My story had apparently roused Arthur a little from his apathy, but for a long time nothing more was said by any of my listeners.
Then Arthur got up and went to a bunk where a friend of his was retailing the radio news. And the others went about their own business.
Only Josek stayed with me.
“Do you know,” he began, “when you were telling us about your meeting with the
SS man, I feared at first, that you had really forgiven him. You would have had no right to do this in the name of people who had not authorized you to do so. What people have done to you yourself, you can, if you like, forgive and forget. That is your own affair. But it would have been a terrible sin to burden your conscience with other people's sufferings.”

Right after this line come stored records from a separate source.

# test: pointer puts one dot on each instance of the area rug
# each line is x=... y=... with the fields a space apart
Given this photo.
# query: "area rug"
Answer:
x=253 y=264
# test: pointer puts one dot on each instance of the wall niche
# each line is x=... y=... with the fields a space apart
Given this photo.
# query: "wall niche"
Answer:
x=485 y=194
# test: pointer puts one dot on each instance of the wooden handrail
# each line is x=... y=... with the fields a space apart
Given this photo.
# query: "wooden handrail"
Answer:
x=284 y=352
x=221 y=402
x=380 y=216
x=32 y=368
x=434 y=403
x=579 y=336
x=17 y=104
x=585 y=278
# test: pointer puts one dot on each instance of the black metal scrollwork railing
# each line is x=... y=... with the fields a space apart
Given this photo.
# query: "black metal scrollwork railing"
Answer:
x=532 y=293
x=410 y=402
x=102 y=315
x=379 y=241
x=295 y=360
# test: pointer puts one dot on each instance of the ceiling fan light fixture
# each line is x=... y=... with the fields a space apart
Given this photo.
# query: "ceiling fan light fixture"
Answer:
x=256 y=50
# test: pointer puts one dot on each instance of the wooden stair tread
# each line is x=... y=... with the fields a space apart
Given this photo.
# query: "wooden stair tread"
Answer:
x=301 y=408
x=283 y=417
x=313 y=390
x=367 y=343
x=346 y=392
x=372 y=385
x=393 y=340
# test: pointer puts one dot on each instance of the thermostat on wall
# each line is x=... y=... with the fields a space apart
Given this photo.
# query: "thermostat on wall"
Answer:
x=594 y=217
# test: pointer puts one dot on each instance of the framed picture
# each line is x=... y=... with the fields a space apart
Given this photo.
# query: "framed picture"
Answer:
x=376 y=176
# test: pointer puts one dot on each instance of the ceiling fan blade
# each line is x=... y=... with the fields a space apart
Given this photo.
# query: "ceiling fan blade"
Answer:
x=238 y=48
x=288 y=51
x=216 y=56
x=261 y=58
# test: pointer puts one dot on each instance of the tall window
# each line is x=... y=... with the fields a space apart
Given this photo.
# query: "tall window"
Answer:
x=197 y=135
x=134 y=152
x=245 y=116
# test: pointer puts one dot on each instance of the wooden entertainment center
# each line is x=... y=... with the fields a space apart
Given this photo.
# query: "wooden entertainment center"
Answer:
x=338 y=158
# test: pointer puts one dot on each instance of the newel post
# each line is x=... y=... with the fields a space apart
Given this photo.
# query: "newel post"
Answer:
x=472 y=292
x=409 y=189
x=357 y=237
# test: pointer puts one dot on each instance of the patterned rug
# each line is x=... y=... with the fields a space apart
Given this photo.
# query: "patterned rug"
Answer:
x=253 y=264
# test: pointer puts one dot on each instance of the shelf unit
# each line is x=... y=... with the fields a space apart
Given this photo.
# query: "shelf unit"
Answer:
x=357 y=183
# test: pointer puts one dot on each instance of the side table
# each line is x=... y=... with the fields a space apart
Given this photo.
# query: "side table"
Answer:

“But aren't we a single community with the same destiny, and one must answer for the other,” I interrupted.
“Be careful, my friend,” continued Josek. “In each person's life there are historic moments which rarely occur—and today you have experienced one such. It is not a simple problem for you…I can see you are not entirely pleased with yourself. But I assure you that I would have done the same as you did. The only difference perhaps is that I would have refused my pardon quite deliberately and openly and yet with a clear conscience. You act more unconsciously. And now you don't know whether it was right or wrong. But believe me it was right. You have suffered nothing because of him, and it follows that what he has done to other people you are in no position to forgive.”
Josek's face was transfigured.
“I believe in Haolam Emes—in life after death, in another, better world, where we will all meet again after we are dead. How would it seem then if you had forgiven him? Would not the dead people from Dnepropetrovsk come to you and ask: ‘Who gave you the right to forgive our murderer?’”
I shook my head thoughtfully. “Josek,” I said, “you make it all sound so simple, probably because your faith is strong. I could argue with you for hours, although I would not want to alter my actions—even if I could. I will only say one thing, and I am anxious to know what you think: the fellow showed a deep and genuine repentance, he did not once try to excuse what he had done. I saw that he was really in torment…”
Josek interrupted: “Such torment is only a small part of his punishment.”
“But,” I continued, “he has no time left to repent or atone for his crimes.”
“What do you mean by ‘atone for’?”
He now had me where he wanted me: I had no reply. I dropped the argument and tried another gambit.